1983 Volume 23 Issue 6 Pages 464-470
The authors experienced 14 operative cases with moyamoya disease (3 children and 11 adults). Presenting symptoms were hemorrhagic attack alone in 6 cases, hemorrhagic attack and ischemic episode at different times in 2 cases, and ischemic attack alone in 6 cases. Out of 14, 12 subjects underwent bilateral operations and 2 were operated unilaterally. In total, 26 sides were operated and operative methods consisted of superficial temporal artery-middle cerebral artery (STA-MCA) anastomosis alone in 11 sides, STA-MCA anastomosis with encephalo-myo-synangiosis (EMS) in 6 sides, and EMS alone in 9 sides. Encephalo-arterio-synangiosis (EAS), named by the authors, was performed in 2 cases as a supplementary operation. Follow-up periods ranged from 1 to 44 months (average 24 months).

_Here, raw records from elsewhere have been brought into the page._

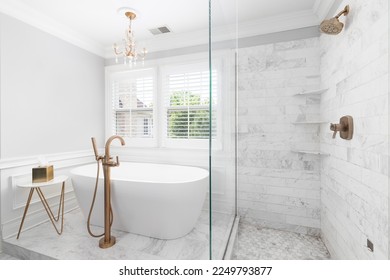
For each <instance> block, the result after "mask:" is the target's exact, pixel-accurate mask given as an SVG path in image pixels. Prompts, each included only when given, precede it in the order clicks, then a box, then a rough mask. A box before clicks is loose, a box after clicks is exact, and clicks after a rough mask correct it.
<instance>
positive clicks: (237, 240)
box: [232, 223, 330, 260]
mask: <svg viewBox="0 0 390 280" xmlns="http://www.w3.org/2000/svg"><path fill="white" fill-rule="evenodd" d="M232 259H236V260H325V259H330V254H329V252H328V250H327V249H326V247H325V245H324V243H323V242H322V240H321V239H320V238H319V237H315V236H309V235H305V234H300V233H295V232H288V231H281V230H275V229H270V228H264V227H262V226H260V225H255V224H250V223H240V224H239V227H238V237H237V240H236V244H235V248H234V250H233V256H232Z"/></svg>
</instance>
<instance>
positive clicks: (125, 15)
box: [112, 11, 147, 66]
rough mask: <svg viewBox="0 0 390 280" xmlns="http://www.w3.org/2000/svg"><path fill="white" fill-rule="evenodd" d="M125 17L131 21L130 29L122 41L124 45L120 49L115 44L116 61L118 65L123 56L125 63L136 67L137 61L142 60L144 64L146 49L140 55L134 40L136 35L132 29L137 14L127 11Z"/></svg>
mask: <svg viewBox="0 0 390 280" xmlns="http://www.w3.org/2000/svg"><path fill="white" fill-rule="evenodd" d="M125 16H126V17H127V18H128V19H129V27H128V28H127V29H126V30H125V38H124V39H122V42H123V45H122V46H120V47H118V45H117V44H116V43H114V44H113V46H112V47H113V49H114V53H115V61H116V63H118V57H119V56H123V63H124V64H127V63H128V64H129V65H130V66H131V65H136V64H137V60H138V59H139V58H140V59H142V62H143V61H144V59H145V56H146V53H147V51H146V49H145V48H143V51H142V52H141V53H138V52H137V50H136V44H135V39H134V33H133V30H132V28H131V23H132V21H133V20H134V19H135V18H136V16H137V15H136V14H135V12H132V11H127V12H125Z"/></svg>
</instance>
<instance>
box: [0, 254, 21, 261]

Outcomes were “excellent” in 9, “good” in 4, “good” followed by “dead” in one.
Out of 8 subjects who presented hemorrhagic attack before the operation, 2 cases showed another minor hemorrhagic attack 30 months and 31 months, respectively, following STA-MCA anastomoses. The relationship between absence of reduction of moyamoya vessels following surgery and repeated bleeding, and the surgical indication for the hemorrhagic type were discussed.
STA-MCA anastomosis with EMS (and EAS) seemed to be the most preferable operative method at present.